Nancy Sinatra
Tues Nov 2
Aladdin Theater
3017 SE Milwaukie nancy sinatra It’s payback time!

There's a little bit of poetic justice in Nancy Sinatra's new self-titled album-- soundly punctuating a career so desperately deserving. It's a just desert that finally finds Sinatra welcomed in the arms of a new generation's counterculture icons--the same sort that nearly capsized her career over three decades earlier.

After a string of earned pop hits between 1966 and 1968 (aided in no small part by songwriter and collaborator Lee Hazlewood), the changin' times found Old Blue Eye's seed becoming something of an immediate symbol of '60s antiquation--a member of the old guard that a dismissive counterculture so diligently railed against.
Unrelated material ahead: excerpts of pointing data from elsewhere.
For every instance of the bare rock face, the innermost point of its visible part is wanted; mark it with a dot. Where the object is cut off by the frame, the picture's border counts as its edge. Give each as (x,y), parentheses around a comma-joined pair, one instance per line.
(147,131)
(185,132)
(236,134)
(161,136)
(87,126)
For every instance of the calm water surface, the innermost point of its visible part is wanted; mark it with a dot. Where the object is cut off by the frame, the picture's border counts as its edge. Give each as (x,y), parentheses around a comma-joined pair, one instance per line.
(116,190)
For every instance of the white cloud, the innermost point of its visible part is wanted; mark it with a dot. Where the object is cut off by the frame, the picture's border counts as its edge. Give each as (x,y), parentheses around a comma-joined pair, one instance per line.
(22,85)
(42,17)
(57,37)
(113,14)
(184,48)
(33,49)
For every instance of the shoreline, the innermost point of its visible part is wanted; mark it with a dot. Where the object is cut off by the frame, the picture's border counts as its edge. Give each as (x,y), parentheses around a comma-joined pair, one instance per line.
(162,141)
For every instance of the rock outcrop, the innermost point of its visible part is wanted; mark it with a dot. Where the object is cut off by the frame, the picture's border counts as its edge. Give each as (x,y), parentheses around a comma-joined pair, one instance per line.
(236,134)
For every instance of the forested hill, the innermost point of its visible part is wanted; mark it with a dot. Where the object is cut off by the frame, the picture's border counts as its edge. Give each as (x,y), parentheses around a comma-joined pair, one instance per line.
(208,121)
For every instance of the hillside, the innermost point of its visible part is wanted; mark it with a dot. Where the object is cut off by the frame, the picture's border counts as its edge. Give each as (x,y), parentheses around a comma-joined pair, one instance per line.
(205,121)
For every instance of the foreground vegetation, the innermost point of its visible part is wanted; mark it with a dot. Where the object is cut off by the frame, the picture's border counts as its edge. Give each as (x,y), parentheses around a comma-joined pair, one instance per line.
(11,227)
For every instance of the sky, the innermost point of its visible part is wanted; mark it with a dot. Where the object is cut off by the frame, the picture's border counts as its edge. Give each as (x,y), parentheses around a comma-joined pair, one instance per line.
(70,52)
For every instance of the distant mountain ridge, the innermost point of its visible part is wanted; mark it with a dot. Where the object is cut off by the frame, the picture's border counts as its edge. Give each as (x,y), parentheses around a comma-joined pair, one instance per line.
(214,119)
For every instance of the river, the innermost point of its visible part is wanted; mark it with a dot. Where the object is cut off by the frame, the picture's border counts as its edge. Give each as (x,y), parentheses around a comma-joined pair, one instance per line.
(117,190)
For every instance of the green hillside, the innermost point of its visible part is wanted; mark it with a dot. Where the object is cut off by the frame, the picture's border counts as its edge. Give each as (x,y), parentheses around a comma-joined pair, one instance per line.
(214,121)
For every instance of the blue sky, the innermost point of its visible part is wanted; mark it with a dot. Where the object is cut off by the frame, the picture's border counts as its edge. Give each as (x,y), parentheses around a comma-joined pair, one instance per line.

By the early '70s, Sinatra had retired to raise her children, and quickly became little more than that girl who sang that song about the boots.

After a couple of unsuccessful bids for a comeback, Sinatra finally strikes gold with the benefit of a distinctly modern formula. As proven with the recent success of Loretta Lynn's Van Lear Rose (the Jack White-produced album of earlier this year), and, to a lesser extent, Johnny Cash's American series, the modern "comeback" album is largely more a matter of savvy debt collecting than any sort of traditional return--that of recognizing your influence upon a younger generation, and of mining the balance due. In Sinatra's case, a good deal of the bill collecting was done by her daughter, AJ Azzarto, who pushed Sinatra toward collaboration with a generation of musicians whose reverence for her discography clearly exceeded that of her own. With initial commitments from Thurston Moore and Calexico's Joey Burns, Sinatra found her champion in longtime friend and Hollywood neighbor Morrissey, a Sinatra obsessive who had recently made a comeback of his own.

Released on Sanctuary Records under Morrissey's own Attack imprint, Nancy Sinatra allows indie (and not-so-indie) royalty a shot at filling Lee Hazlewood's impossible shoes--with The Mozzer, Moore, Burns, Pulp's Jarvis Cocker, Pete Yorn, Little Stevie Van Zandt, and U2 all taking a stab. About as even as any of her classic records (which is to say, not terribly), the songs on Nancy Sinatra come off more as loving tributes to the chanteuse's discography than as some desperate bid for modern relevance. It's a worthy homage to a voice so long marginalized--and barring some sort of Travoltian catastrophe, may act as a very suitable raspberry toward her many middle-aged detractors.